The first cause of action of plaintiff’s complaint alleged a claim based on a dangerous condition of public property against the Housing Authority. The third cause of action was a negligence cause of action against the Gas Company. Plaintiff alleged that the property, which was owned by the Housing Authority, was in a dangerous condition because the hot water heater system allowed the temperature in the upstairs bathtub/shower combination to rise to such heights that it could instantaneously scald an infant, and the Housing Authority negligently owned and controlled the property, so as to fail to warn plaintiff of the dangerous character of the property and to fail to protect her from it. The complaint alleged that the Gas Company knew from prior tenants that the water temperature in plaintiff’s upstairs bathtub/shower combination reached excessive temperatures, especially when the toilet was flushed, and it failed to advise the tenant to install a temperature limiting valve or to reset the temperature control on the water heater to prevent the water temperature from exceeding 120 degrees. Thus, the allegations against both defendants were essentially the same: the water from the water heater was excessively hot and defendants failed to remedy or warn plaintiff’s family of that condition.
At trial, there was evidence that it was the Housing Authority’s policy to set its water heater thermostats at normal, and it reset them to normal when a tenant vacated an apartment. There was evidence a Gas Company employee set the thermostat on the water heater at plaintiff’s apartment at or a quarter inch below normal prior to plaintiff’s injury. There was conflicting testimony regarding whether the “normal” setting (140 degrees) on a residential water heater thermostat was “ridiculously high” or necessary for proper cleaning of dishes and laundry.
At the close of the trial against the Housing Authority, the jury returned a special verdict, finding that the property was not in a dangerous condition at the time of the incident. A dangerous condition of public property is “a condition of property that creates a substantial (as distinguished from a minor, trivial or insignificant) risk of injury when such property … is used with due care in a manner in which it is reasonably foreseeable that it will be used.” (Gov. Code, § 830, subd. (a).) The jury implicitly found that the temperature at which the water heater was set, alone or in conjunction with a “spiking” phenomenon that allegedly increased the temperature of water from the bathtub spigot when the toilet was flushed, did not constitute a dangerous condition of public property; that is, it found the temperature setting did not create a substantial risk of injury.

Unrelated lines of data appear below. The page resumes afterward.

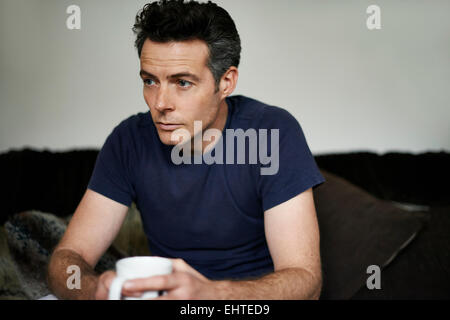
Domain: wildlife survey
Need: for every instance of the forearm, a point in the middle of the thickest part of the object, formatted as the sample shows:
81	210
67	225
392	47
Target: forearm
57	276
286	284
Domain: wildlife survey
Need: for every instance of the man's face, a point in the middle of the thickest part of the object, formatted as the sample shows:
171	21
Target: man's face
179	88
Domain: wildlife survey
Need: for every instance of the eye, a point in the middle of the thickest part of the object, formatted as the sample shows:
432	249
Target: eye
184	83
148	82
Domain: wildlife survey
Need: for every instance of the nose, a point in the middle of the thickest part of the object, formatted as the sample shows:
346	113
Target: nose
162	102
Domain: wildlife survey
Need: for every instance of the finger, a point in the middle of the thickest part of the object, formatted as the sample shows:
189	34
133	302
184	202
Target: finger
103	284
164	297
155	283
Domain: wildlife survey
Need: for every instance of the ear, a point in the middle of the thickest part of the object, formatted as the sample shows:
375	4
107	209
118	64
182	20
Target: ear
228	82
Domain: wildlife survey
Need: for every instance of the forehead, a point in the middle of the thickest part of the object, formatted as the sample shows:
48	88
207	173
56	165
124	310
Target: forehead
190	54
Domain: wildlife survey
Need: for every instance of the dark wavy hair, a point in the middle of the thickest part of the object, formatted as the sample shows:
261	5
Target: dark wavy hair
176	20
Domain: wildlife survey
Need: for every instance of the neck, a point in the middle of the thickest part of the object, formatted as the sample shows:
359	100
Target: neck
218	124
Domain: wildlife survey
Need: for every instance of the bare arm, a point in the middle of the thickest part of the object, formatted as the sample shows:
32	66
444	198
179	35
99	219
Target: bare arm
93	227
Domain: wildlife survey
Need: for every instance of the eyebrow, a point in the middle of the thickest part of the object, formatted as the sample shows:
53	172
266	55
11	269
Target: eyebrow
177	75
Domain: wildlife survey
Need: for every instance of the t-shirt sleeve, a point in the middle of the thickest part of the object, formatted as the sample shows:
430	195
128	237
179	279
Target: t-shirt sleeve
111	176
297	169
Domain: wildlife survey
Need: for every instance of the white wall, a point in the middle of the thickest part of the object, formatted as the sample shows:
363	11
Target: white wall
350	88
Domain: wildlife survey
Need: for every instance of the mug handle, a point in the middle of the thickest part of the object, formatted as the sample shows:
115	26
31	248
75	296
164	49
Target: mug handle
115	290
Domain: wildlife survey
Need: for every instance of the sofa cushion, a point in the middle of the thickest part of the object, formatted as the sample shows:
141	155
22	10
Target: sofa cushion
357	230
28	238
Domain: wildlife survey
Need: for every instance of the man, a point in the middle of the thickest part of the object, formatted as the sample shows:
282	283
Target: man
233	232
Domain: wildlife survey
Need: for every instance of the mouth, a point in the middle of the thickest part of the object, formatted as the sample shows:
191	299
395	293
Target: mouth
168	126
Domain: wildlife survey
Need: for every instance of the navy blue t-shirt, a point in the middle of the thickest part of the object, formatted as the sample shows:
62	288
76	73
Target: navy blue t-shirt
210	215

Generally, one owes a duty of ordinary care not to cause an unreasonable risk of harm to others. (Civ. Code, § 1714, subd. (a); Rowland v. Christian (1968) 69 Cal.2d 108, 112.) “‘[N]egligence is conduct which falls below the standard established by law for the protection of others against unreasonable risk of harm.’ [Citation.]” (Victor v. Hedges (1999) 77 Cal.App.4th 229, 239.) Thus, the tests for negligence and for a dangerous condition of public property are both stated in terms of creating or causing an unreasonable or substantial risk of harm. Because the jury found that the property was not in a dangerous condition at the time of the incident, implicitly finding that the temperature setting on the water heater did not create a substantial risk of harm to the tenants, it does not appear reasonably probable that the jury would have found that the Gas Company was negligent (i.e., exposed plaintiff to an unreasonable risk of harm) when it set the thermostat at normal. Consequently, there is not a reasonable probability that a result more favorable to plaintiff would have been reached if the nonsuit had not been granted.
DISPOSITION
The judgment is affirmed. Respondent is awarded its costs on appeal.
WE CONCUR: LEVY, Acting P.J., KANE, J.